I’ve probably seen Charlie & several hundred times in an /etc/passwd, and I’ve likely seen mails from Charlie Root even more often, but the penny never dropped that the "&" was being replaced by "Root" until I read about the full name of the root account in BSD yesterday.

While interesting, that post didn’t fully answer my questions. For example, why does getent(1) not show Charlie’s surname?

$ grep '^root' /etc/passwd
root:*:0:0:Charlie &:/root:/usr/local/bin/bash
$ getent passwd root
root:$6$xMB.X....h.hXL/:0:0:Charlie &:/root:/usr/local/bin/bash

But why does an email from root show the surname?

# echo hello | mail root
# grep From: /var/mail/root
From: Charlie Root <root@fb12.ww.mens.de>

The secret must be hidden in mail(1), thought I, but boy was I wrong. It took me a bit to find it, but the secret is in sendmail(8) (where I should have suspected it to start with).
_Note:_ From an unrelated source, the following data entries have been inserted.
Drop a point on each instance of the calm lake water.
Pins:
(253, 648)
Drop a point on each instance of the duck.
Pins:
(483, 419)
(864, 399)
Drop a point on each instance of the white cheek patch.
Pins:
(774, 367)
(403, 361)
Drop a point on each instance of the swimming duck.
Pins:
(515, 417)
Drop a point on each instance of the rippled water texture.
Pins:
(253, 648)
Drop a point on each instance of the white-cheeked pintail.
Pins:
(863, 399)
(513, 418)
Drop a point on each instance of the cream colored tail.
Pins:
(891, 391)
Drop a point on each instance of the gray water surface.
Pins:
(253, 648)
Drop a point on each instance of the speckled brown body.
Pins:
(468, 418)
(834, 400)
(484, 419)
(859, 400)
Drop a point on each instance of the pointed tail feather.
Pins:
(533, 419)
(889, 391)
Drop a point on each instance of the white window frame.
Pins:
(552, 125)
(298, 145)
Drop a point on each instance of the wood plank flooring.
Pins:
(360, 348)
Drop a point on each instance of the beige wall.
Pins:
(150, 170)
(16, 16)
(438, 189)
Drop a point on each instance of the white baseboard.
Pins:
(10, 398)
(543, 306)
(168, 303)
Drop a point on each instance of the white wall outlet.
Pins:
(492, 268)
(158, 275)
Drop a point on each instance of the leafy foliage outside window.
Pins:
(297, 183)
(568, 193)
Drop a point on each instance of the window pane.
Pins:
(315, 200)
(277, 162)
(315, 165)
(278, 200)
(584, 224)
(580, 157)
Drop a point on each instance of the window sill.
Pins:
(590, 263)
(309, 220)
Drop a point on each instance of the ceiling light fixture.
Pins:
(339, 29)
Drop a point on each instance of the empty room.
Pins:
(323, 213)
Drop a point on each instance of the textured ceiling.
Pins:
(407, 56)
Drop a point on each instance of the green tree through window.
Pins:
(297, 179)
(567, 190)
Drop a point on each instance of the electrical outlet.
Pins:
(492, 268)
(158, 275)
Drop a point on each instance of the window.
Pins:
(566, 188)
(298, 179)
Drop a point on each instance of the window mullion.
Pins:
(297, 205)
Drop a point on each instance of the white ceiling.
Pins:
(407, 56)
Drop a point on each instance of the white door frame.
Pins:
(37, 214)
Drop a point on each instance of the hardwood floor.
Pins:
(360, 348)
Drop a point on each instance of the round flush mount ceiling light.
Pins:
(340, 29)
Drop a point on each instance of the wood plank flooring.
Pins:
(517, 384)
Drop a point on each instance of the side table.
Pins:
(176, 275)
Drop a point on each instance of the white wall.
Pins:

Sendmail translates the ampersand (&) in a user’s gecos field to the capitalized username in sm_pwfullname():

if (*p == '&')
{
	/* interpolate full name */
	(void) sm_strlcpy(bp, user, buflen - (bp - buf));
	*bp = toupper(*bp);
	bp += strlen(bp);
}

Is that really so? Yes. :-)

# pw useradd jolie -c 'Jane & & & &'
# finger jolie
Login: jolie                Name: Jane Jolie Jolie Jolie Jolie
Directory: /home/jolie      Shell: /bin/sh
No Mail.
No Plan.

Another bit of history learned with thanks to Sevan for enticing me to search for the answer.